NotizieMacroStagista canadese arrestata in Belgio per sospetto spionaggio presso il quartier generale militare della NATO

Stagista canadese arrestata in Belgio per sospetto spionaggio presso il quartier generale militare della NATO

Autore: Fortune Crypto·

Punti chiave

  • Le autorità belghe hanno fermato una cittadina canadese di origine cinese dopo l’apertura di un’indagine per spionaggio legata al quartier generale SHAPE della NATO.
  • I procuratori hanno affermato che la sospettata è accusata di aver spiato per conto di un Paese terzo e di far parte di un’organizzazione criminale.
  • Prima dell’arresto sono state effettuate perquisizioni nell’abitazione della sospettata e sul suo luogo di lavoro all’interno del centro di comando militare della NATO.
  • Un portavoce di SHAPE ha dichiarato che non vi sono indicazioni di interruzioni della prontezza della NATO, delle strutture di comando o delle attività in corso.
  • La NATO ha in passato descritto la Cina come una sfida alla sicurezza, mentre Pechino ha respinto le critiche al rafforzamento delle sue forze armate.
Stagista canadese arrestata in Belgio per sospetto spionaggio presso il quartier generale militare della NATO

Le autorità belghe hanno dichiarato sabato che una donna canadese è stata arrestata con l’accusa di spionaggio mentre lavorava come stagista presso il quartier generale operativo dell’alleanza militare NATO.
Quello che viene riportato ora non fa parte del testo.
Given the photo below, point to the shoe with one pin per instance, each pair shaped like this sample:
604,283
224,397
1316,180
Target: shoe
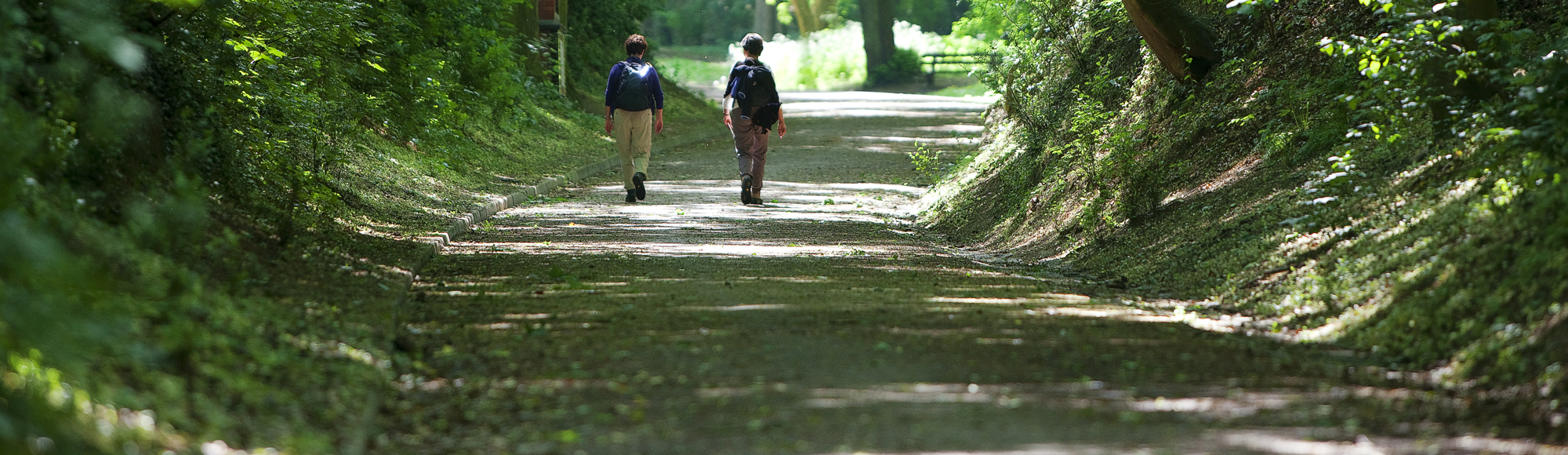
746,191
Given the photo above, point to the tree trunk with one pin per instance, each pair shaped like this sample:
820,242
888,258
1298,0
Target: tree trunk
561,40
764,18
524,21
1175,37
877,31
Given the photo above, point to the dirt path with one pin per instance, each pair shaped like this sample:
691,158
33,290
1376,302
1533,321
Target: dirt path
689,324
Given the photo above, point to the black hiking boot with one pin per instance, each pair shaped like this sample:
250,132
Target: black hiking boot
746,189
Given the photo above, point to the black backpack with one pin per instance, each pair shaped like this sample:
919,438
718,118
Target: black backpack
757,93
634,93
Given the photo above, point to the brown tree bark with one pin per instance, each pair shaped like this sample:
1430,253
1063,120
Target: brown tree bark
1175,37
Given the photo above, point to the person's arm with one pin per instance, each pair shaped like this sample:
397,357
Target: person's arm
612,87
730,89
782,122
659,101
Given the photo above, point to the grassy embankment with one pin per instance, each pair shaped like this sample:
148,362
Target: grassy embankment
1301,192
212,211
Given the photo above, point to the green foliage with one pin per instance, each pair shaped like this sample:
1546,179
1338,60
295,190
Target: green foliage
926,162
180,184
1396,184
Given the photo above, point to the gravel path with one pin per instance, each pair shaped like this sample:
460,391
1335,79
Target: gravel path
822,322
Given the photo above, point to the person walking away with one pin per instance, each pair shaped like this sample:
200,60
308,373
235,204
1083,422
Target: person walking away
634,111
757,107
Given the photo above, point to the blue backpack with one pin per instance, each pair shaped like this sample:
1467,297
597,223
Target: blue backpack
757,93
636,95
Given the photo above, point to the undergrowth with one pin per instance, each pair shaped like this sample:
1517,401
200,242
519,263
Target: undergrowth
212,208
1374,175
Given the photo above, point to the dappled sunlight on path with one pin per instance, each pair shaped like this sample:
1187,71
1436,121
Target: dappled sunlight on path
826,322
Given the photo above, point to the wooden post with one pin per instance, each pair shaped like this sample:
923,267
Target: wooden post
877,31
763,20
561,43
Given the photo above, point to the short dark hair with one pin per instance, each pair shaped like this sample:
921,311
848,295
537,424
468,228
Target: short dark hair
636,45
752,43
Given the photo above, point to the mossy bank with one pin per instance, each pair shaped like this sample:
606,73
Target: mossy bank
1346,175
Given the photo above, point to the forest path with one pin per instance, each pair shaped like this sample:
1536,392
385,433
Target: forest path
689,324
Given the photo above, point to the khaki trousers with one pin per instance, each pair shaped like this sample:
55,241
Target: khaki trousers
634,139
752,147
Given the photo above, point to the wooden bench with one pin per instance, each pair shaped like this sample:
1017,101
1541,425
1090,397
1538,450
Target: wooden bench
951,64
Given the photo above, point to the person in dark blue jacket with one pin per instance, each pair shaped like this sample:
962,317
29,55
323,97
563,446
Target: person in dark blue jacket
634,111
752,142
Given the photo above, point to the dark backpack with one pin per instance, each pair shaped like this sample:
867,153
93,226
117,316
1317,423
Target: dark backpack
757,93
634,93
La Procura federale belga ha affermato di aver aperto un’indagine per spionaggio dopo che i servizi di sicurezza della NATO avevano allertato l’intelligence militare belga. Le autorità hanno fermato venerdì “una cittadina canadese di origine cinese”, un giorno dopo le perquisizioni effettuate nell’abitazione della sospettata e sul suo luogo di lavoro all’interno del grande centro di comando della NATO.

“È sospettata di aver spiato per conto di un Paese terzo e di essere membro di un’organizzazione criminale”, hanno dichiarato i procuratori in una nota.

Il Quartier generale strategico delle potenze alleate in Europa, noto come SHAPE, si trova a Mons, città del Belgio meridionale vicino al confine francese. I funzionari militari di SHAPE sono responsabili della pianificazione e del comando di strategie, tattiche e operazioni congiunte. Il quartier generale politico della NATO si trova a Bruxelles, dove gli ambasciatori dei Paesi membri si riuniscono per discutere questioni tra cui spesa per la difesa, incursioni di droni e minacce informatiche. Anche il Cyber Security Centre della NATO ha sede presso SHAPE.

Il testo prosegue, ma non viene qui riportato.